Tulisan ini adalah semacam kilas balik atau rangkuman apa yang telah diperbuat oleh seorang Jusuf Kalla bagi Indonesia. Boleh dipakai sebagai pertimbangan apakah Jusuf Kalla pantas dicalonkan kembali sebagai wakil presiden Republik Indonesia.
Baca juga:
Apakah Jusuf Kalla Layak Dicalonkan Kembali Sebagai Wapres? (1)
JK Cepat Mengambil Keputusan
Sebagai wakil presiden, Jusuf Kalla yang cepat mengambil keputusan mengaku sering gemas melihat jalannya pemerintahan yang dinilainya lamban. Rapat berhari-hari, keputusannya tak kunjung tiba. Adakalanya ia ingin ikut mengambil keputusan agar pemerintahan bisa berjalan lebih cepat. Namun, ia menyadari, dirinya hanyalah seorang wakil presiden yang tidak memiliki kewenangan. Ia hanya bisa menjalankan sesuatu yang sudah diputuskan Presiden Susilo Bambang Yudhoyono di sidang kabinet.
Jusuf Kalla berangan-angan sekiranya ada keputusan wapres (kepwapres), tentu semua kebijakan sudah ia ambil sehingga semuanya bisa berjalan dengan cepat dan lebih baik. Dengan demikian, krisis bisa segera kita selesaikan. Tetapi ini bukan hal yang bisa dilakukan. Suatu Negara akan lebih baik bila pimpinan puncak dan pengambil kebijakan utama cukup ditangan satu orang yaitu presiden. Kepwapres mungkin cuma cocok bila wakil presidennya Jusuf Kalla.
Sebagai wakil presiden, tentu ia tidak boleh melampaui kewenangan presiden. Namun, pada praktiknya, sejumlah tugas yang ia jalankan dirasakannya sebagai suatu tugas yang melebihi tanggung jawabnya. Sebut saja bagaimana ia mewujudkan perdamaian di Nanggroe Aceh Darussalam.
Dibutuhkan Pemimpin Yang Berani Ambil Resiko
Indonesia membutuhkan pemimpin yang memiliki semangat kepemimpinan untuk membawa ke arah yang benar seperti Jusuf Kalla. Pemimpin seperti ini diyakini bisa membawa kemajuan bagi Indonesia.

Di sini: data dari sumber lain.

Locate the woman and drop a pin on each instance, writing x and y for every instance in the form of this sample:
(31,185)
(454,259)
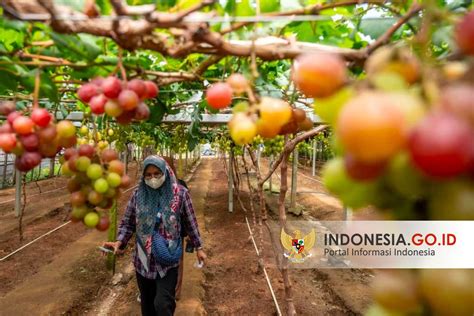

Pemimpin seperti Jusuf Kalla menjalankan pemerintahan tanpa ragu-ragu, berani mengambil risiko dan menjaga keharmonian seluruh komponen bangsa. Pemimpin yang berani menunjukkan jalan yang benar dan berani ambil risiko atas tindakannya tidaklah mudah didapat. Indonesia juga butuh pemimpin yang berani mengambil kebijakan, baik yang populer maupun tidak populer. Hal ini lagi-lagi diperagakan oleh Jusuf Kalla.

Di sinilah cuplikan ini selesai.